Counting Pebbles in the Olympia-Age Sediment

A recent shallow landslide on a steep Whidey Island bluff had stripped off all the vegetation and top soil from the slope providing a good exposure of the underlying geology units.  


Most of the bluff at this slide site is underlain by non glacial sediments that were deposited prior to the last glacial period. The non glacial sediments consist of alluvial sediments with layers of silt, sand and gravel as well as peat - the peat being a strong indicator of a non glacial environment. The non glacial sediments are likely Olympia-age (60,000 years to 20,000 years). The sediments are very compact and hard due to having been compressed by approximately 4,000 feet of ice during the last glacial period. As such the sediments can hold a very steep slope for long periods of time. The hard freeze and then rapid snow melt in February played a role in being final trigger for this slide. 
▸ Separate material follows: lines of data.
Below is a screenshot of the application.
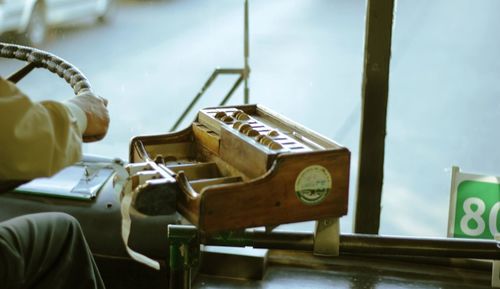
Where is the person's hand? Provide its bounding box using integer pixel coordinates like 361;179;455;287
69;92;109;142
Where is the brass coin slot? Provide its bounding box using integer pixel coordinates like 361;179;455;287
246;129;259;137
268;141;283;150
221;115;234;123
267;130;280;137
239;123;252;133
215;111;227;119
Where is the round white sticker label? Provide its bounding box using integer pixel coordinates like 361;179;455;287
295;165;332;205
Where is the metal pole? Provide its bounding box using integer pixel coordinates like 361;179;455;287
243;0;250;104
354;0;394;234
202;230;500;260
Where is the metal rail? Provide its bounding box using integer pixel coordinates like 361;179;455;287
170;0;250;131
168;225;500;289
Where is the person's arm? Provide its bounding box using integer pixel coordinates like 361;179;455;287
0;78;109;180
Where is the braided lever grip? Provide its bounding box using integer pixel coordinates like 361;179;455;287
0;42;92;95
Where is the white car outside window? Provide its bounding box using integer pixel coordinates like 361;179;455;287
0;0;113;46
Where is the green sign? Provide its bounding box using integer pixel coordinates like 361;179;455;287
453;180;500;239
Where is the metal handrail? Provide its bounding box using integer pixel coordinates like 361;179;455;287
170;0;250;131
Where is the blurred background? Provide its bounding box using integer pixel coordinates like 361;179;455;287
0;0;500;236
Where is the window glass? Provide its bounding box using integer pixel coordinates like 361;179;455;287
380;0;500;236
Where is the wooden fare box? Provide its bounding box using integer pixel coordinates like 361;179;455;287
130;105;350;233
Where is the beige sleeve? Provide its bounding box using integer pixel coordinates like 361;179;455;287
0;78;86;180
Near the base of the slope I observed a sand and gravel layer. Even though this unit has been compacted by the over riding glacial ice as well as an unknown thickness of sediment before the ice arrival, the unit lacks silt and clay and thus I was able to easily collect some sand and gravel. 
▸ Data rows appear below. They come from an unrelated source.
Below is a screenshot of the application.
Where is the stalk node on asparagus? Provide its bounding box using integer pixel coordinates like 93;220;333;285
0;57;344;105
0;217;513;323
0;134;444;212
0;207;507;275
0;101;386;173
The most dominant pebbles in the gravel were irregular lumps of quartzite.
  

The conglomerate in the base of the Chuckanut Formation some 20 miles northeast of this site is full of similar pebbles. The quartzite pebbles in the base of the Chuckanut are derived from weathered Darrington Phyllite. The rivers that deposited the Chuckanut eroded weathered phyllite and concentrated the hard resistant quatzite into gravel deposits which became the basal conglomerate of the Chuckanut Formation approximately 54 million years ago.
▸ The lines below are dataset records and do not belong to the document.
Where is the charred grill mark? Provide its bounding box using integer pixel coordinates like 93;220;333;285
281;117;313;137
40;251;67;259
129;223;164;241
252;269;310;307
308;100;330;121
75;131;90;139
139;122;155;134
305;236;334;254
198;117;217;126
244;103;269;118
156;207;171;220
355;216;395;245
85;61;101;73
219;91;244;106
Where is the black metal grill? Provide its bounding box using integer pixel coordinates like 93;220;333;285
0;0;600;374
The pebbles in the Olympia-age sediments can be viewed as geologic history repeating itself. A river system eroded the Darrington Phyllite and carried these hard resistant pebbles westward. There would have been no Skagit Bay between what is now Whidbey Island and the Skagit River. The Skagit River likely extended well to the west before the last glacial period removed much of the large alluvial plain that would have extended out from the Cascades to the west.     

2 comments:

Keith Kemplin said...

Is there a place where I can see the Chuckanut basal conglomerate?

Dan McShane said...

The best spot I have seen is in a drainage above Cain and Reed Lake, but most areas in the lower sections of the Chuckanut over the metamorphic rocks of the Northwest Cascades will be rick in quartz pebbles. The same is true of the Huntington Foramation on Sumas Mountain. Quartz pebbles in the lower units in the Nanaimo Group may also look similar but also have a more continental signature.